Fixed workers generally work in the office over 60% of the time, for example, an administrative assistant or an analyst. A Fixed workstation measures approximately 4.5 m2.

This is a freehand 3D sketch to depict a workstation and its measurements that would be used for a Fixed Worker.

Freehand 3D sketch of a Flexible workstation

The following photos are examples of Fixed workstations.

Fixed workstation with increased storage space, Ottawa, ON
Open concept workstations with glass toppers and ergonomic furniture maximize airflow and natural light in Gatineau, QC

Flexible workstations

Flexible workers are in the office less than 40% of the time, for example, an account executive or an auditor. A Flexible workstation measures approximately 3.0 m2.

This is a freehand 3D sketch to depict two open-concept workstations and their measurements for Flexible Workers.

Freehand 3D sketch of a Flexible workstation

The following photos are examples of Flexible workstations.

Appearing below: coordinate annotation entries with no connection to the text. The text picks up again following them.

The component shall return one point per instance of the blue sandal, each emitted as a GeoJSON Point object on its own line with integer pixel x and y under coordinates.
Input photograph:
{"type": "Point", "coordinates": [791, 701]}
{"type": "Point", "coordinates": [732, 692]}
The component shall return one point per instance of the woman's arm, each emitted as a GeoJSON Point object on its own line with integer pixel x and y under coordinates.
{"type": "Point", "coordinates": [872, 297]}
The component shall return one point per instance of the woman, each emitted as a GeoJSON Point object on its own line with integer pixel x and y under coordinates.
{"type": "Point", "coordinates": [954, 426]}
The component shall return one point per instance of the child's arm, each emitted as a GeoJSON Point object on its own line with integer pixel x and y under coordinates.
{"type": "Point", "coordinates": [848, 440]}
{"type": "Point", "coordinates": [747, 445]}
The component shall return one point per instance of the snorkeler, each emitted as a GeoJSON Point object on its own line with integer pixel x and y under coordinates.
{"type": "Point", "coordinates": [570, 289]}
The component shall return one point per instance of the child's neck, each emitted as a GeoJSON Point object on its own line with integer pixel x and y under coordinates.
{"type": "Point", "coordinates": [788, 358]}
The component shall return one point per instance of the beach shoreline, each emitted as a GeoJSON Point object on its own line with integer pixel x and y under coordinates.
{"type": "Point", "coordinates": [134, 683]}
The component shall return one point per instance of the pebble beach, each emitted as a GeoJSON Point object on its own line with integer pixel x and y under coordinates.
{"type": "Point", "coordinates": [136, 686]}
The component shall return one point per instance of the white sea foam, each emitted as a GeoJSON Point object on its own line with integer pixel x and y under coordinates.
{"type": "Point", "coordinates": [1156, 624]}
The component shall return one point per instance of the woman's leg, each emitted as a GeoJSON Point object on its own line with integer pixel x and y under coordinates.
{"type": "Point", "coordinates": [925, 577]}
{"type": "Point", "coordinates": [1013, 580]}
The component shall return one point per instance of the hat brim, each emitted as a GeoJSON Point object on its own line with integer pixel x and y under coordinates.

Employee working from a Flexible workstation with ergonomic seating and glass toppers to maximize natural light, Gatineau, QC
Flexible workstation with ergonomic furniture, a mobile pedestal and glass toppers, Gatineau, QC

Free Address Workstations

Free Address workers generally work off-site, for example, a remote worker or an inspector. A Free Address workstation measures approximately 1.5 m2.

This is a freehand 3D sketch to depict a row of workstations and their measurements for Free Address Workers.

Freehand 3D sketch of a row of Free Address workstations

The following photos are examples of Free Address workstations.

Row of Free Address workstations for employees to 'touch down' when they are in the office, Ottawa, ON
Side-by-side Flexible workstations with frosted glass toppers, Ottawa, ON

Leadership workstations

A Leadership Worker is an employee who occupies a position of leadership, such as a Director, Director General or higher. They are often in and out of meetings but also need privacy while they are in the office. Those who choose an open-concept workstation would benefit from access to natural light. They would also be given priority to a small meeting room and have access to a quiet room for privacy needs. Leadership Workers may have an enclosed office but it is not mandatory and enclosed offices are now generally located in the interior of the building, sometimes with no access to natural light in the office.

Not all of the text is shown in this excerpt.